S: A 20-year-old student is found huddled at the base of the foremast at dawn. He was last seen at watch change at 23:00 the previous day. He appears to be unconscious. The watch officer is summoned. Scene Transpacific voyage aboard a 135-foot sailing school vessel 500 miles northeast of Midway Island. The weather has been cold, wet, and windy for the past 24 hours.

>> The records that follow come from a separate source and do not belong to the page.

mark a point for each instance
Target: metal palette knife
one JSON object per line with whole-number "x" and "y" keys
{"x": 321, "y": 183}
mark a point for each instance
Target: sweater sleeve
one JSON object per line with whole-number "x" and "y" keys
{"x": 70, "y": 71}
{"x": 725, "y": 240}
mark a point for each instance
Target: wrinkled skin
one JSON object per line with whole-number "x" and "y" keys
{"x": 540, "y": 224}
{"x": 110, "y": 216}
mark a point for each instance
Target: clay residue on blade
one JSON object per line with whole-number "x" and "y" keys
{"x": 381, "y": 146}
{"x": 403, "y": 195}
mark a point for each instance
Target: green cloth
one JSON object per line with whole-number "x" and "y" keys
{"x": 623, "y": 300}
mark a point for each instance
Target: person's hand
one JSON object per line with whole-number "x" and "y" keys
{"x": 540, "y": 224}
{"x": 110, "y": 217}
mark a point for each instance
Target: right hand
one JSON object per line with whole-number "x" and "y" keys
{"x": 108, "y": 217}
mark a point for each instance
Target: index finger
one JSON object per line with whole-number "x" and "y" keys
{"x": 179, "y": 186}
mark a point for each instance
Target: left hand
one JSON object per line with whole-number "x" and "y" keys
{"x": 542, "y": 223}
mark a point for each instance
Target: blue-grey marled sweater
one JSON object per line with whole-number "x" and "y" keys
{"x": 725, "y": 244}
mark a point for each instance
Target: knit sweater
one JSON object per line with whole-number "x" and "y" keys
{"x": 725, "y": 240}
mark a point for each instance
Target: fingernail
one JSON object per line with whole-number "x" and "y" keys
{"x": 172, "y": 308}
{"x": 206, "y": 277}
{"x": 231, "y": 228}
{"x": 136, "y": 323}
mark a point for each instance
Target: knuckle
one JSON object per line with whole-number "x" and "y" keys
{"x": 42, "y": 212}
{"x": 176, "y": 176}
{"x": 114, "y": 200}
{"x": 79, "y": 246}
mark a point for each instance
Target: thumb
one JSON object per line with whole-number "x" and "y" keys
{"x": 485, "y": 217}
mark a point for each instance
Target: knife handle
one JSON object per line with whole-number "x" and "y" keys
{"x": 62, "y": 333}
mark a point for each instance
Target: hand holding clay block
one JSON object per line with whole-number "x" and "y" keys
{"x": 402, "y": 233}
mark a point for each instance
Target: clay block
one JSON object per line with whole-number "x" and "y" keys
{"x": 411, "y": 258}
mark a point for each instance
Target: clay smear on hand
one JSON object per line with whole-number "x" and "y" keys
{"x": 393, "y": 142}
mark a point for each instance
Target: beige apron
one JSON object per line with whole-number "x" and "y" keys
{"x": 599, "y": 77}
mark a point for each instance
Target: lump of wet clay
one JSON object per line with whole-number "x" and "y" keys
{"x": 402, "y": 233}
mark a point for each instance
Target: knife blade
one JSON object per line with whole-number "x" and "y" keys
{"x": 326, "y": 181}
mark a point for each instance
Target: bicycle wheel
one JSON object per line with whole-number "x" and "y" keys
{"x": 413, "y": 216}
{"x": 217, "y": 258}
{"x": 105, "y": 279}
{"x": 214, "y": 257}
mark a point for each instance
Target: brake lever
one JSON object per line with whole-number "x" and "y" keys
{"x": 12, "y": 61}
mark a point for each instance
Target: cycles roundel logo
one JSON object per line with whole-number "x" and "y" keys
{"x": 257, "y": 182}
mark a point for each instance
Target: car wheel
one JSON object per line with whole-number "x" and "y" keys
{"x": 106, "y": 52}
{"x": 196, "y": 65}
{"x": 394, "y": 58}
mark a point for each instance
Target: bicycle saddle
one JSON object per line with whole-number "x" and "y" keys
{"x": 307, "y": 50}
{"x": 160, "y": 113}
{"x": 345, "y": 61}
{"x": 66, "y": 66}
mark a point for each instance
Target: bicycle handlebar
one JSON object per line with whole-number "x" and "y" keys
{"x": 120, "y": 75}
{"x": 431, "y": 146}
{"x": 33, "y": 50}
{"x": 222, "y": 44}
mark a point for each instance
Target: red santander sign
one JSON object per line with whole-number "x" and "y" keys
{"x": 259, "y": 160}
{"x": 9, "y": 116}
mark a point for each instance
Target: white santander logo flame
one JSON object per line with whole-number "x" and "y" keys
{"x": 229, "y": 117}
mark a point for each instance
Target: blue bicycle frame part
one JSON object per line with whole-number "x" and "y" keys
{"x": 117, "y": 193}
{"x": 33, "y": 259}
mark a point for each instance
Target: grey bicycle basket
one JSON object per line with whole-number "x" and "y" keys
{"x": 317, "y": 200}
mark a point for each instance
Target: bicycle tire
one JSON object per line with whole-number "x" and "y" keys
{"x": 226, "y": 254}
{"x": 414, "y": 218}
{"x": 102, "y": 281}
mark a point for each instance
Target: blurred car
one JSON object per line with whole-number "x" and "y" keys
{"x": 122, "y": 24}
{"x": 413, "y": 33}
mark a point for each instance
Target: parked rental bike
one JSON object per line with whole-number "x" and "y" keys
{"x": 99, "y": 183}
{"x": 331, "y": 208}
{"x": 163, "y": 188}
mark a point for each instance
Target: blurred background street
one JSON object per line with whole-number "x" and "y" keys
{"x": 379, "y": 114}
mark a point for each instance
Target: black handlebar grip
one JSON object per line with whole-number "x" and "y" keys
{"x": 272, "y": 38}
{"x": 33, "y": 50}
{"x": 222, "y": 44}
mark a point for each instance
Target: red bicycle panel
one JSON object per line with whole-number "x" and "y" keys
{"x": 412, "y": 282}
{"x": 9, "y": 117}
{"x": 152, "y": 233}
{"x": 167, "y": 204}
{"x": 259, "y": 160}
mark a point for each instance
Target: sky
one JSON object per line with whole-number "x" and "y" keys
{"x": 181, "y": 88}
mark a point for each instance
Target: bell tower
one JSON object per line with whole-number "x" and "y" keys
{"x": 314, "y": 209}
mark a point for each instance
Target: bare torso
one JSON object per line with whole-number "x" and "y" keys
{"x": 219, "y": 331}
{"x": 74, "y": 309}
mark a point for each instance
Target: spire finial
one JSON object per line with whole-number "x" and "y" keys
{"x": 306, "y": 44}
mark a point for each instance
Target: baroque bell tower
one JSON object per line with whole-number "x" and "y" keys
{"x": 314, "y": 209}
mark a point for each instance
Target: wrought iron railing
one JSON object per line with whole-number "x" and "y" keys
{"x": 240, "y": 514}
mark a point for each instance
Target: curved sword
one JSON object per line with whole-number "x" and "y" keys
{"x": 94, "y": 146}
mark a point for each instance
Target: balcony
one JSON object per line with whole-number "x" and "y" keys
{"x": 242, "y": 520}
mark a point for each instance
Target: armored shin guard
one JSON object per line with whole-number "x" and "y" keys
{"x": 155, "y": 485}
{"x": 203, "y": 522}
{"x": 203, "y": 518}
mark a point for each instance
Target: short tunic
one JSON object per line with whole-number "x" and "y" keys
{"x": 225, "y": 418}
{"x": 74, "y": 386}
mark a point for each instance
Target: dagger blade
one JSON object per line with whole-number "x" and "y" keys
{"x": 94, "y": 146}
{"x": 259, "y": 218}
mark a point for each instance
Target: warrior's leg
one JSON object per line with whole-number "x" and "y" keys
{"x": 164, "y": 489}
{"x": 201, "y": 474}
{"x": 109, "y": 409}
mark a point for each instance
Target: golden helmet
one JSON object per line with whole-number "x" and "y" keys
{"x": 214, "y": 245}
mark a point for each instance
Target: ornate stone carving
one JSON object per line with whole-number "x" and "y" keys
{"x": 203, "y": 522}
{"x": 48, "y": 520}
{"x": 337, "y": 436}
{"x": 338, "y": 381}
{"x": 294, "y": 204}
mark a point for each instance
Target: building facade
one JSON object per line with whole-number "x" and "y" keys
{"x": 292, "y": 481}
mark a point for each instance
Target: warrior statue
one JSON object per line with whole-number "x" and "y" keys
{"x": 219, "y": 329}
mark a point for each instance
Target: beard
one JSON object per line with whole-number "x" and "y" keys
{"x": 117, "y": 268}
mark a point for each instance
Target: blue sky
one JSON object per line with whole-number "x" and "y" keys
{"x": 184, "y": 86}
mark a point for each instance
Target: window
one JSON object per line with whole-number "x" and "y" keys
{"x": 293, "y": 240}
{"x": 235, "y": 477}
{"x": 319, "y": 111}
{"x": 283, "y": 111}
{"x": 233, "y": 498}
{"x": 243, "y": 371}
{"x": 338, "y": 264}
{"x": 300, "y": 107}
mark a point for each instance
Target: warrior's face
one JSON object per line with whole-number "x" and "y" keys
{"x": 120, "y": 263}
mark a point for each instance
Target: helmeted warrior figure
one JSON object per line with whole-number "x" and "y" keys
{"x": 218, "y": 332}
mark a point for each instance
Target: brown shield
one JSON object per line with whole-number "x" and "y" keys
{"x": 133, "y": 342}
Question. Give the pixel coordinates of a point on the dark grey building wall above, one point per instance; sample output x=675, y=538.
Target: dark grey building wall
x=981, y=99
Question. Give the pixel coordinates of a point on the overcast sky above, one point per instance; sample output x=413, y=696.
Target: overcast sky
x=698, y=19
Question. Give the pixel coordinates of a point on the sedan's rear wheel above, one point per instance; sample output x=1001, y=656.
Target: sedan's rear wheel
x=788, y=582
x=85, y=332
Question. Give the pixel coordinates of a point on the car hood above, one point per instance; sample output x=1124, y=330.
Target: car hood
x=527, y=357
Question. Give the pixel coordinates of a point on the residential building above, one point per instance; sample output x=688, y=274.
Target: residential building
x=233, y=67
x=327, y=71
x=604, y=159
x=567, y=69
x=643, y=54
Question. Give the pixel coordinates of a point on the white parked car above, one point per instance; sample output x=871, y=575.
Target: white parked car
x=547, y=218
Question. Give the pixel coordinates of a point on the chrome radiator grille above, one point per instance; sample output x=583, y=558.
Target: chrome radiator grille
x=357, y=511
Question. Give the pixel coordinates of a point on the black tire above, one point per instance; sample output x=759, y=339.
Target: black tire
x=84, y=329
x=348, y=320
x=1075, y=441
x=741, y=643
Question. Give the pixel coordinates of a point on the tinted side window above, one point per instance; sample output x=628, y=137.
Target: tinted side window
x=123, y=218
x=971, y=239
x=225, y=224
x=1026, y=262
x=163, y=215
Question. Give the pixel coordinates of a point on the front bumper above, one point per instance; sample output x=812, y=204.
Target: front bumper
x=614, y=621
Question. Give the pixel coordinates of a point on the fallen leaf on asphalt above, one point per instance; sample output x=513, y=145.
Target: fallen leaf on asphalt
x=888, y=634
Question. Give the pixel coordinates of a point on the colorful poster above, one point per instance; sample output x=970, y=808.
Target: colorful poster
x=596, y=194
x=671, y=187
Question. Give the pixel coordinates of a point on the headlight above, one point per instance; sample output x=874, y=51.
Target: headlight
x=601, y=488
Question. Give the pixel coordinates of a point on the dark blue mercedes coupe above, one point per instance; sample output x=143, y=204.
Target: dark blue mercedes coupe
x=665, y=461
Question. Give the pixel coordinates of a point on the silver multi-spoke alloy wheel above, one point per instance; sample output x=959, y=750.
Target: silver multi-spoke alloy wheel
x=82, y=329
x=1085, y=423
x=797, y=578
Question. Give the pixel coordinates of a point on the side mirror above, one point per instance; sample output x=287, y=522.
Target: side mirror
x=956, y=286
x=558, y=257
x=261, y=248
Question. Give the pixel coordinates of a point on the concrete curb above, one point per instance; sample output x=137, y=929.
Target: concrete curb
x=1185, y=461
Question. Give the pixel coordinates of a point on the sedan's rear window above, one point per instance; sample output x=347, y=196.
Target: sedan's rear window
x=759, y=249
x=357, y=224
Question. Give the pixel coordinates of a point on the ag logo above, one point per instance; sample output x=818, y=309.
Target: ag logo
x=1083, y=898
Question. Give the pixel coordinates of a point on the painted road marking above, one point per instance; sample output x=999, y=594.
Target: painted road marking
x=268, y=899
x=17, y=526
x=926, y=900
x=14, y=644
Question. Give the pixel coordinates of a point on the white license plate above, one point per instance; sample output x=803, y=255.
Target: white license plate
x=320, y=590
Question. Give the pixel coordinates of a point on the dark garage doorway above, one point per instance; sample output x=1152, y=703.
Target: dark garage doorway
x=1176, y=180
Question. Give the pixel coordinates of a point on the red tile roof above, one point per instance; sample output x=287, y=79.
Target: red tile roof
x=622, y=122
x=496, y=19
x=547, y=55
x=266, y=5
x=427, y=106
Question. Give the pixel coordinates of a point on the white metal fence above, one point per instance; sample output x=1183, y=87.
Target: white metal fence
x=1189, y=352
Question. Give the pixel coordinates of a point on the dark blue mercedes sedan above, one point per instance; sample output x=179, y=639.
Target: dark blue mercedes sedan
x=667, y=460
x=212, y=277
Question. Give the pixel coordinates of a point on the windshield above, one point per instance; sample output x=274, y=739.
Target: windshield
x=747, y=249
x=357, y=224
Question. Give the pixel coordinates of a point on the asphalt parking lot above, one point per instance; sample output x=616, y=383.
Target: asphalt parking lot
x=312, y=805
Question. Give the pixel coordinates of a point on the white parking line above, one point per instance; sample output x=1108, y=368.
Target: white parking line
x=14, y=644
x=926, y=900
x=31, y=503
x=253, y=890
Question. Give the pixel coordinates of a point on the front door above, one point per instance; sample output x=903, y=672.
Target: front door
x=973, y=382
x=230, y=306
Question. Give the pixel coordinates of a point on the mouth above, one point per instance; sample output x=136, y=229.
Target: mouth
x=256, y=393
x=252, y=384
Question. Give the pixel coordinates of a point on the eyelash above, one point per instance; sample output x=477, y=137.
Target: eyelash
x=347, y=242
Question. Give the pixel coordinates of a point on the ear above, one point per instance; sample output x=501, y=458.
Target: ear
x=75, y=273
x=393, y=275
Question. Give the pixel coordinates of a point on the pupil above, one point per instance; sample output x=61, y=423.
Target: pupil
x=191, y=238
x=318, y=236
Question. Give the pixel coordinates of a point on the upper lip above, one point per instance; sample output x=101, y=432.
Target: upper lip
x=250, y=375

O: The student is responsive to painful stimuli. His foul weath- er gear is open in front, and he is soaked to the waist. A bruise is noted below his left eye. There is no other obvious injury. Vital Signs at 05:30: BP: 110/70, Pulse: 60, Resp: 10, C: P on AVPU, Temp: felt cool, Skin: pale. An empty bottle of Dramamine tablets was found in his jacket pocket. According to his medical screening form, the student has no known allergies, he is not on medication, and he has no history of significant medical problems. His last meal would have been a snack at 21:00 the previous day. A: 1. P on AVPU. Consider low blood sugar, hypothermia, traumatic brain injury, toxins. 2. Spine cannot be cleared. P: 1. Hypothermia package, external rewarming 2. Monitor AVPU and airway 3. Monitor respiration 4. Sugar orally when airway can be protected 5. Spine protection until cleared. Discussion:

Wet clothing was removed, and the patient was wrapped in a sleeping bag. Hot water bottles were rotated into the package. Although the patient was breathing, ventilations were assisted by mouth to mask. A rectal temperature of 31°C was measured, confirming the suspicion of severe hypothermia. The patient responded to treatment, improved to V on AVPU, and began to shiver. As soon as he was able to take liquids safely, he was given warm tea and honey. After 3 hours, he was A on AVPU with normal mental status and a normal core temperature. He was able to explain what happened. There had been no trauma. He had not been climbing the mast. The bruise below his eye had developed after being struck in the face by a flailing jib sheet two days before. He had taken twice the normal dose of Dramamine to treat his sea sickness and had fallen asleep in the location where he had been found. Although this problem could have been avoided, it was handled appropriately once discovered. The watch officer’s plan initially considered all the possible causes of reduced level of consciousness, includ- ing severe hypothermia. As the patient responded to treatment, the other causes could be ruled out by exam and history leaving only the hypothermia and successful recovery.